Create two layers of brand guidance: one for human writers and a simplified, more literal version for AI prompts. In the AI-facing version, spell out which metaphors, idioms, and types of humor are allowed, which are banned, and when the model should default to plain, literal phrasing instead.
What’s a practical way to test figurative-language behavior with a small team before a full AI rollout?
Run short “scripted chat labs” where team members role-play real user scenarios rich in sarcasm, regional idioms, and marketing metaphors, then log the AI’s responses. Review the transcripts together, tagging where meaning went off track and turning those edge cases into updated prompts or guardrails.
How does figurative language affect SEO and on-page content when using LLMs for drafting or optimization?
If an AI over-literalizes your metaphors, pages can lose distinctiveness and clarity, which weakens both rankings and click-through appeal. Conversely, overly abstract figurative copy can confuse searchers and search engines, so prompts should ask the model to pair vivid language with explicit, keyword-rich explanations.
What extra steps are needed to handle figurative language in multilingual or global products?

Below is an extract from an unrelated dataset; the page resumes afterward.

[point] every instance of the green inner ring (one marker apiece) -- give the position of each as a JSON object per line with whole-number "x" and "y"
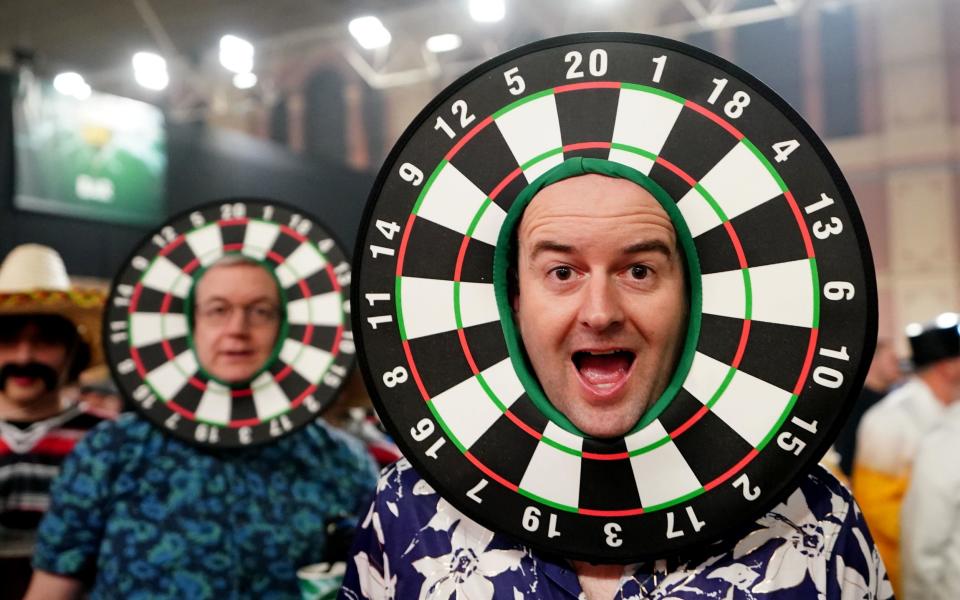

Treat each language and major region as having its own figurative “dialect” and collect examples locally rather than assuming direct translation will work. Use native speakers to curate evaluation sets of humor, idioms, and analogies, and configure your AI to stay literal when it detects unfamiliar or cross-language expressions.
How can legal and compliance teams get involved without shutting down creative copy altogether?

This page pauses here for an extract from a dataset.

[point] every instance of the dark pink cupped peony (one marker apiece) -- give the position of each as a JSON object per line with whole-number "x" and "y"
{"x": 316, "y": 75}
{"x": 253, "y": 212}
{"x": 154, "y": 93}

Have legal review and pre-approve a library of safe analogies, metaphors, and taglines along with clear “do not cross” lines. Then encode those boundaries in your prompts and guardrails so the AI stays within an approved palette of figurative patterns while still allowing room for stylistic variation.

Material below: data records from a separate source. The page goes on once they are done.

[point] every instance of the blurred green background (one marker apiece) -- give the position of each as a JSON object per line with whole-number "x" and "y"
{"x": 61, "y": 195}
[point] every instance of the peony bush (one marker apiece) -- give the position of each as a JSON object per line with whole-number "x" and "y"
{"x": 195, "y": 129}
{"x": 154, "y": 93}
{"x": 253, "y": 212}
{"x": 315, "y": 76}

What ROI signals indicate that investing in figurative-language guardrails is paying off?
Track changes in support escalations due to tone issues, user complaints about insensitive or confusing replies, and time spent manually correcting AI content. Declines in these friction points, alongside stable or improved engagement metrics, are strong indicators that your figurative-language controls are generating value.
Are there low-risk use cases where we can safely let LLMs use more figurative language?
Yes, entertainment-oriented experiences, internal brainstorming tools, and top-of-funnel creative ideation generally tolerate more playful metaphors and jokes. In these zones, you can relax constraints somewhat, as long as outputs are clearly labeled as exploratory or fictional and never drive high-stakes decisions.